Genethon had three major programmes. Under Daniel Cohen, Yeast Artificial Chromosome banks (YACs) carrying random fragments of human chromosomes. Under Jean Weissenbach, then at the Pasteur Institute, the construction of a detailed physical map, and under Charles Auffray, the creation of a complete set of human complementary DNA. To international astonishment, in spring 1992 Daniel Cohen presented the first complete map of chromosome 21 at the annual meeting of the Cold Spring Harbor Laboratory in the USA, and in the autumn of the same year he published the first contiguous sequence map of YACs, containing up to 1 megabase of human DNA. This map, made using the computer facilities of INRIA (with Guy Vaysseix and Jean-Jacques Codani), placed France at the forefront of genomics. (6) This is not the place to discuss the reasons for the rapid collapse of the French lead, except to say that it was largely the result of a serious error of scientific judgement on the part of certain decision-makers, acting behind the scenes, and of a skilful manipulation of the ministerial structure at the time. (7, 8)

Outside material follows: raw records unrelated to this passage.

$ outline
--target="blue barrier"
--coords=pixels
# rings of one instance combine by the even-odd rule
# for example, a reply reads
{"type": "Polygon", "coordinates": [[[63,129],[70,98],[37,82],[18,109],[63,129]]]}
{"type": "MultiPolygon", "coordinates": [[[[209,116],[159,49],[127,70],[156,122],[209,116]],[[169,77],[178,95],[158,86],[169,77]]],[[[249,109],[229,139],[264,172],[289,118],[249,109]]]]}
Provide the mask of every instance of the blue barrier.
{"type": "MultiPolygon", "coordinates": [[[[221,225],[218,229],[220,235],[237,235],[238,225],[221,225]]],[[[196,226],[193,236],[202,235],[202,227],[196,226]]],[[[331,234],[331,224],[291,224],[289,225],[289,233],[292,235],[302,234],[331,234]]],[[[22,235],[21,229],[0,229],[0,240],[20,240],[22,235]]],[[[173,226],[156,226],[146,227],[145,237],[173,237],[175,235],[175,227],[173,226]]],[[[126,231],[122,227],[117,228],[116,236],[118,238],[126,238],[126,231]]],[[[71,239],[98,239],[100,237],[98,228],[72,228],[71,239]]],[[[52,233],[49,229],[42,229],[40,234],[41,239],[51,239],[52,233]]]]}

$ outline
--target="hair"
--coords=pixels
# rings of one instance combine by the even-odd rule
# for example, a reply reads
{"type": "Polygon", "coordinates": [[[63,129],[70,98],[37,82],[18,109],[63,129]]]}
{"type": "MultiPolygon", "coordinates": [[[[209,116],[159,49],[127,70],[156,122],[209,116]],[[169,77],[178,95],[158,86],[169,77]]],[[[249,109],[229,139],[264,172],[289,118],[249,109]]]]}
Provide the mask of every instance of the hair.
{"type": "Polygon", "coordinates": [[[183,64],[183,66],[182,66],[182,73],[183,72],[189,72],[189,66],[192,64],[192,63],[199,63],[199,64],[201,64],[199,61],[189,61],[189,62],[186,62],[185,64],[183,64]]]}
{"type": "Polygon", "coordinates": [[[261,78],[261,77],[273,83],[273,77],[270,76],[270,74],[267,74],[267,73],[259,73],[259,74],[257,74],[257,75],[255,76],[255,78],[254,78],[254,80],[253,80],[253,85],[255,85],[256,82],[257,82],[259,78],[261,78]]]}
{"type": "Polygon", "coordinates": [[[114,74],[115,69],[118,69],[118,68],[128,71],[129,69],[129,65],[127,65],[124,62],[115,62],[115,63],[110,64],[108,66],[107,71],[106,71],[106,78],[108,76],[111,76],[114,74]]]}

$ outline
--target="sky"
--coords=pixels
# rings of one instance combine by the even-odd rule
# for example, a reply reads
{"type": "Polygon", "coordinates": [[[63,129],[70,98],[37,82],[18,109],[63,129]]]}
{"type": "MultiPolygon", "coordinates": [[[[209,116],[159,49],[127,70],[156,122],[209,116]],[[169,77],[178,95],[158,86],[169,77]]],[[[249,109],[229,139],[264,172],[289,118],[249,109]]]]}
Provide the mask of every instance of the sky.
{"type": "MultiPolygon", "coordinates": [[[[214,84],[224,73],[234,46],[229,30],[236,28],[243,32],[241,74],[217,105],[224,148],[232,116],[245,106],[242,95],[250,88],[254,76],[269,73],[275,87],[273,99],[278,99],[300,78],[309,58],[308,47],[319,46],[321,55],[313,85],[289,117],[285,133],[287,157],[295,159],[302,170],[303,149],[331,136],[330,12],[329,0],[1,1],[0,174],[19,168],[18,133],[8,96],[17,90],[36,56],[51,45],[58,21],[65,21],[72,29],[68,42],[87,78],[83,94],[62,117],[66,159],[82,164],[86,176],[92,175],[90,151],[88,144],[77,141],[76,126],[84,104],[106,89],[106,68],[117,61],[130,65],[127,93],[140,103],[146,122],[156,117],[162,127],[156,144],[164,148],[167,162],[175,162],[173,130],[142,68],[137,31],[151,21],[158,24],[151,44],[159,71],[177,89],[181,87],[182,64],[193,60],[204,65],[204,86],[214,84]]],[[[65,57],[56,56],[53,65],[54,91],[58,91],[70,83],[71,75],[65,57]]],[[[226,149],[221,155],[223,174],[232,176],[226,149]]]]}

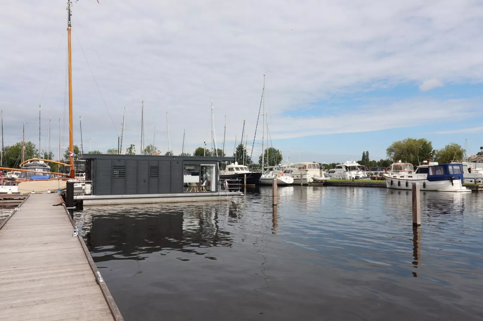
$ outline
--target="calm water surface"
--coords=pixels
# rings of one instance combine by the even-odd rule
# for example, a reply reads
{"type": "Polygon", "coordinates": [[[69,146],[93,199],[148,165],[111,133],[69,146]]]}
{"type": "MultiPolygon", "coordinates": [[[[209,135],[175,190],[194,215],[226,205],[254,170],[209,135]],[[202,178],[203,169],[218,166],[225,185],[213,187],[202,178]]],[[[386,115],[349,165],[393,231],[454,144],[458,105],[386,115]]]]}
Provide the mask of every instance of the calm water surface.
{"type": "Polygon", "coordinates": [[[271,193],[75,218],[127,321],[482,320],[483,194],[271,193]]]}

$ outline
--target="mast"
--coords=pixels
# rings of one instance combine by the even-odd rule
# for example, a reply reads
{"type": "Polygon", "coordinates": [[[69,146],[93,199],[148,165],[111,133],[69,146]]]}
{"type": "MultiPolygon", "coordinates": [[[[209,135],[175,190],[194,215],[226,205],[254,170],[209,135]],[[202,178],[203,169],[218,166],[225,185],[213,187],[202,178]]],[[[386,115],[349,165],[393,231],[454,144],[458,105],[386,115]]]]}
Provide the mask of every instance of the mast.
{"type": "MultiPolygon", "coordinates": [[[[72,28],[72,24],[71,22],[71,16],[72,15],[71,7],[72,0],[68,0],[67,1],[67,39],[69,55],[69,140],[70,150],[73,153],[73,124],[72,120],[72,46],[71,44],[71,29],[72,28]]],[[[39,149],[40,147],[39,146],[39,149]]],[[[74,174],[74,157],[71,155],[71,178],[73,178],[75,176],[74,174]]]]}
{"type": "Polygon", "coordinates": [[[142,155],[142,134],[144,131],[144,101],[141,101],[141,154],[142,155]]]}
{"type": "Polygon", "coordinates": [[[39,158],[42,158],[40,157],[40,109],[42,107],[42,104],[39,105],[39,158]]]}
{"type": "Polygon", "coordinates": [[[81,130],[81,155],[84,155],[84,149],[82,147],[82,121],[81,120],[81,116],[79,116],[79,128],[81,130]]]}
{"type": "MultiPolygon", "coordinates": [[[[122,117],[122,126],[121,126],[121,147],[120,147],[120,149],[121,149],[121,152],[122,151],[122,141],[123,141],[123,138],[124,138],[124,123],[125,123],[125,121],[126,121],[126,105],[125,104],[124,105],[124,115],[123,116],[123,117],[122,117]]],[[[89,149],[89,152],[90,151],[90,149],[89,149]]]]}
{"type": "Polygon", "coordinates": [[[227,138],[227,115],[225,115],[225,132],[223,133],[223,154],[225,154],[225,139],[227,138]]]}
{"type": "MultiPolygon", "coordinates": [[[[168,112],[166,112],[166,132],[168,133],[168,152],[169,153],[170,151],[170,125],[168,123],[168,112]]],[[[170,155],[168,154],[168,155],[170,155]]]]}
{"type": "Polygon", "coordinates": [[[50,159],[49,158],[50,157],[50,119],[49,119],[49,148],[48,150],[47,151],[47,159],[50,159]]]}
{"type": "Polygon", "coordinates": [[[265,150],[263,148],[263,142],[265,141],[265,75],[263,75],[263,122],[262,123],[262,172],[263,172],[264,156],[265,155],[265,150]]]}
{"type": "MultiPolygon", "coordinates": [[[[3,142],[3,140],[2,140],[3,142]]],[[[25,161],[25,123],[22,131],[22,162],[25,161]]]]}

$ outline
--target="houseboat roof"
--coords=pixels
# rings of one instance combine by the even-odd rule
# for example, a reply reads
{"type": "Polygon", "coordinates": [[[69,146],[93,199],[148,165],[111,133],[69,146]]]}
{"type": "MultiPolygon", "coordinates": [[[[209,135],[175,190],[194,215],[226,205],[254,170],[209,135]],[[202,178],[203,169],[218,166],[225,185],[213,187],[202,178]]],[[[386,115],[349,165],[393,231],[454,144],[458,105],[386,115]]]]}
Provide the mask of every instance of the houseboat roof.
{"type": "Polygon", "coordinates": [[[221,156],[179,156],[174,155],[169,156],[166,155],[118,155],[117,154],[84,154],[81,157],[81,160],[89,159],[105,159],[110,160],[197,160],[206,161],[233,161],[234,157],[222,157],[221,156]]]}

At the same time, a fierce struggle was going on for the ownership, administration and scientific management of GenBank, the database which holds all the data on DNA sequences worldwide and which had been taken over by the National Institutes of Health (NIH). This was between the DOE, which had founded GenBank at the Los Alamos laboratory which it financed, and the NIH, which financed the National Center for Biotechnology Information (NCBI). The DOE went as far as to finance a rival bank, Genome Sequence Data Base (GSDB). This bank was managed by the National Center for Genome Resources, a non-profit-making foundation created at the end of 1992 on the initiative of Senator Domenici. The fact that data entry into the different banks was not synchronised, and the inconsistent labelling of the data they held, put scientists all over the world in an almost impossible situation.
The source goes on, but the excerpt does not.